Dear Home Ec 101,
I have lived in 3 apartments in the past 5 years and every single one has had smoking stove burners. At my first apartment, I thought maybe the burners just had some cleaner left on them from the last tenants so I took them out and cleaned them thoroughly with water. That didn’t help. Then I tried baking soda. That didn’t help either. I checked under the drip pans and cleaned everything that needed cleaning. Nothing worked. I could only cook with one burner. The rest smoked like crazy and even with the fan on, my tiny apartment got smoky. My 2nd apartment had and my current apartment has this problem as well. I already hate cooking and since I can only use one burner, it turns me off to cooking even more.
Any advice or explanation on why this happens?
You know the phrase your parents used to utter in complete exasperation, “And this is why we can’t have nice things?”
That’s pretty much it. I’d put money on the main, large burner being the only one that doesn’t smoke.
The other 3 burners have years of accumulated grease spatter.
You’ll notice that if you run your finger along the coil – WHEN IT IS OFF AND COMPLETELY COOL, but I didn’t really need to say that, did I? – that it is not completely smooth. All of the tiny crevices, nooks, and crannies on that surface are the perfect catch all for grease particles.

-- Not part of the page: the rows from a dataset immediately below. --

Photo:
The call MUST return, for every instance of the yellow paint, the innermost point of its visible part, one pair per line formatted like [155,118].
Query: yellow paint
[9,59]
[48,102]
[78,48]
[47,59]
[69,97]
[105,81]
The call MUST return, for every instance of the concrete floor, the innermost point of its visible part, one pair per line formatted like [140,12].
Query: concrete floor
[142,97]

You know those burner covers that grandma had? The one with the roosters on that you chuckled at? They did more than countrify the kitchen, they kept grease from landing on the other heating elements. I’m betting the last tenants didn’t use them and weren’t particularly careful about cleaning up after cooking. The reason that one burner doesn’t smoke? It was the only one that regularly had a pan on it, protecting it from the grease splatter. Over time that grease builds up and every time the less used burners are turned on, the grease starts to smoke. So, you have a couple of options here.
1. Burn the grease off completely, but know that you’ll probably set off your smoke alarms, possibly annoy your neighbors, and may have to air out and vacate the kitchen for a while.

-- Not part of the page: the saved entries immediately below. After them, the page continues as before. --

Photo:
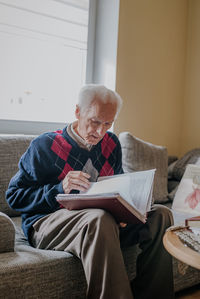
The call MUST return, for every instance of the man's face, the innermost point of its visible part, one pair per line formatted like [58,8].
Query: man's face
[93,122]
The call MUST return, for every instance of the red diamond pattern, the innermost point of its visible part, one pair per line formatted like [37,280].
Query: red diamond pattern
[65,171]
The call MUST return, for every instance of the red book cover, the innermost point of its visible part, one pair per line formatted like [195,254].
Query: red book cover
[128,197]
[110,204]
[193,221]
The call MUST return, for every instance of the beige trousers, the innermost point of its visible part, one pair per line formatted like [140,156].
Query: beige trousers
[93,236]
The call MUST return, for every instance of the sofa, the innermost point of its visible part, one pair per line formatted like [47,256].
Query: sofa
[26,272]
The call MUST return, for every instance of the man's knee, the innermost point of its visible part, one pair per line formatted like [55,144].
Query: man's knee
[102,223]
[160,218]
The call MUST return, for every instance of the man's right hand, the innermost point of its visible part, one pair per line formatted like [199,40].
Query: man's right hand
[76,180]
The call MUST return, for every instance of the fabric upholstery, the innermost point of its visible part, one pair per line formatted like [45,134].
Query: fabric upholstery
[177,169]
[7,234]
[140,155]
[11,149]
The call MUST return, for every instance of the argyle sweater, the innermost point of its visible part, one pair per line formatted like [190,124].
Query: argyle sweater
[44,165]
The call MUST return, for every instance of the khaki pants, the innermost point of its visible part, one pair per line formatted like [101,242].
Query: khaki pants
[94,237]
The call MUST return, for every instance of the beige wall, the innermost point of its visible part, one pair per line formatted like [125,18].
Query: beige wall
[191,116]
[151,69]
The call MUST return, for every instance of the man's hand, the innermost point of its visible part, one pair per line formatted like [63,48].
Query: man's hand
[76,180]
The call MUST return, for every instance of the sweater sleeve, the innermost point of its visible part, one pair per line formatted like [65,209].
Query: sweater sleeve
[30,191]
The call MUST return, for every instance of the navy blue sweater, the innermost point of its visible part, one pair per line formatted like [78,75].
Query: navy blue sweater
[44,165]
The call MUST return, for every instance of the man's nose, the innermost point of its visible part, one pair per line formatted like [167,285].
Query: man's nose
[100,130]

Don’t just crank those bad boys up to high. Wait for a breezy day, open all of the windows.Remove the coils from the stove and clean them thoroughly, use baking soda – as you mentioned – on any visible spots. DRY the coils thoroughly. Now thoroughly clean the stove, be sure to lift the top of the range and clean up any spills lurking beneath the burners. You absolutely do not want any grease lurking about for the next step, that could be a fire hazard.
Replace the burners.
Now if you have one, bring a fan into the room to help clear the air more quickly and don’t forget to turn on the range’s hood fan, too.
Turn the burners to high and stand back, but do NOT leave the room, yet. Wait until the burners stop smoking and turn them off. Wait a few extra minutes in the room to be 100% sure that a fire doesn’t start. No, it’s not exciting, but you really don’t want to have to see how nice the people who hold your renters’ insurance really are.
Once the stove has cooled to a safe point, go ahead and vacate the kitchen until the air has cleared.
Regular cleaning should prevent the need to do this in the future.
2. Replace the electric burners, generally they are somewhere in the range of 11 -20 bucks each. Just make sure they match your appliance. You can easily search for these on Amazon or just call your local appliance repair store, they would be glad to help you out.
To prevent smoky electric burners, just keep them clean.